Whether or not you find this example persuasive, the central thesis is that switching the dysfunctional routine for a superior one is the best bet for changing a habit. You’ll still want the reward. You’ll still experience the cue that triggers desire. The key is finding a new routine that satisfies it.
That’s the point where I think limerents will struggle. What can you substitute as a routine that will give a limerent reward without either involving LO or ruminating about them? Transference to another LO is possible, but also fraught with problems, of course. It could be a failure of imagination for me, but the reward being sought is so specific and so linked to LO that it is hard to devise a way to redirect it onto a different routine.
4) Can the habit be broken?
So is there no hope?
There’s always hope. I think the message of Duhigg’s book is powerful – that more of our lives are governed by habit than we realise – but it is possible to override old habits with training and determination. The executive centres of the brain do have ultimate control. We can regulate our impulses. It’s not easy, but I’ve spoken before about possible strategies.
The key thing for me is that we all have habits that we have fallen out of, so we know it’s possible. I used to have the habit of taking a walk every lunchtime, which was rewarding, restorative and enjoyable. But I took on more responsibilities at work, time pressures crowded in, and I just… stopped. I didn’t exactly make a decision, I just missed a few days, then missed more days than I took, and then I just wasn’t doing it anymore. I’m sure if I went for a walk next week I would find it rewarding. I even think it was a good habit that I should probably have continued. Nevertheless, a change in my schedule (shortening lunch to fit more work in) was enough of a disruption to override the old habit.
Now, obviously, skipping a midday walk is a different order of magnitude to overcoming limerence. But, for me, the route to mastering limerence was not in repurposing the habit loop, it was in over-writing the whole routine with a new mental association: LO = reward, was superseded with LO = risk.
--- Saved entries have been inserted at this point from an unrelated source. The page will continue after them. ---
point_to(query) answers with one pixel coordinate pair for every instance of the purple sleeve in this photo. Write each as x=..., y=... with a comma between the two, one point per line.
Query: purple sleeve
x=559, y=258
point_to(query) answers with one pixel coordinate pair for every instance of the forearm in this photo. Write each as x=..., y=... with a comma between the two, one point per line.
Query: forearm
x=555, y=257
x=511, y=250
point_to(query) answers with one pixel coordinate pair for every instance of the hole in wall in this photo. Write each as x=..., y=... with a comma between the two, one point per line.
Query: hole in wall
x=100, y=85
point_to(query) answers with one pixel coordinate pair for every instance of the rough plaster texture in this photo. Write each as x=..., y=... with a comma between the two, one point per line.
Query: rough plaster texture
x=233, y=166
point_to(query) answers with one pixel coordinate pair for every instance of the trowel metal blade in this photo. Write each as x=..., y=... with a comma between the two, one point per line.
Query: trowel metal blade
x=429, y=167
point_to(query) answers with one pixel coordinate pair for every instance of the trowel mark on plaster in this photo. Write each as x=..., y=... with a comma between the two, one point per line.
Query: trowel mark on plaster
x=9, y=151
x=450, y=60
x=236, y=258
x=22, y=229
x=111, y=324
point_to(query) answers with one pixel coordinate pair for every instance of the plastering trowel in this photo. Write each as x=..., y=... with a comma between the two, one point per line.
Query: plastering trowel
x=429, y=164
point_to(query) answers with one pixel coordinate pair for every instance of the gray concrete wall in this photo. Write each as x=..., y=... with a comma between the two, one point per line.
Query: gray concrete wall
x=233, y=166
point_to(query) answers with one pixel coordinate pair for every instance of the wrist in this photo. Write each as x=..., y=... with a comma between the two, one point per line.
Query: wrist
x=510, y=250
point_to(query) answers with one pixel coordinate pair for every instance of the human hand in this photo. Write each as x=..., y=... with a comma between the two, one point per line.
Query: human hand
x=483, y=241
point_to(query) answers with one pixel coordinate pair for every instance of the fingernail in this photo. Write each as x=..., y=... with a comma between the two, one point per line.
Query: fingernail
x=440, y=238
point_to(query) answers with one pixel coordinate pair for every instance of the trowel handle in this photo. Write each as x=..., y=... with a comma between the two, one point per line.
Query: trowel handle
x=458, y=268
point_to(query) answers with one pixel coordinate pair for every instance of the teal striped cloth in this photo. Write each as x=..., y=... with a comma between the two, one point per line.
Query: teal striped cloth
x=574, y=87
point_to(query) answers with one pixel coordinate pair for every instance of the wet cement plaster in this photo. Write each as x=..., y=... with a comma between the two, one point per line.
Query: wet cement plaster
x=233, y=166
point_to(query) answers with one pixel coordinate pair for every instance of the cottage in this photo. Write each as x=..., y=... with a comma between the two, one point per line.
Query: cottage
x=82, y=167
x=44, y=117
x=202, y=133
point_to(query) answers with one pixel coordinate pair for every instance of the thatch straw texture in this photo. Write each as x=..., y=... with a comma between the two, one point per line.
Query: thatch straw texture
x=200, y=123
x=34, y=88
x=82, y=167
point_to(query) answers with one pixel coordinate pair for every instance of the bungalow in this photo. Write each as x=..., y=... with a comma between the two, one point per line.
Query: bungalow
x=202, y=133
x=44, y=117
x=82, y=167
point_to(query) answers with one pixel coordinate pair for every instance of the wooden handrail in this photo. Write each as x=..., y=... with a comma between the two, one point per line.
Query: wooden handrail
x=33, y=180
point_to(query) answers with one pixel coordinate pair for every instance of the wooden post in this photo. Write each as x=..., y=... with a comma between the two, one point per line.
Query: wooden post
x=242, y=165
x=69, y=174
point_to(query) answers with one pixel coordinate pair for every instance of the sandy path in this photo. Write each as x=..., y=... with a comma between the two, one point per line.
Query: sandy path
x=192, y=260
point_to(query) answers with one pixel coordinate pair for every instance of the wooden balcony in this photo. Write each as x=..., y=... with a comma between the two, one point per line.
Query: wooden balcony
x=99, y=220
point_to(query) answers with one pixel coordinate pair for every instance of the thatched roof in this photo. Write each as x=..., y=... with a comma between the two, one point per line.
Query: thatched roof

A wider perspective on this is that it is very valuable to understand exactly what is rewarding about LO, and why you might be seeking it. With the usual reservations, it may well be worth exploring your emotional drives with a therapist of some sort, to try and identify both the reward that you are getting and why you are seeking it now. Also, I really do like the idea of deeply analysing the cues that trigger the habit cycle. All knowledge is useful in the project of understanding yourself and deciding to take control over your life and fate.
I recommend the book. It’s worth a try, and at the very least, you’ll learn a lot of interesting stuff about how people work.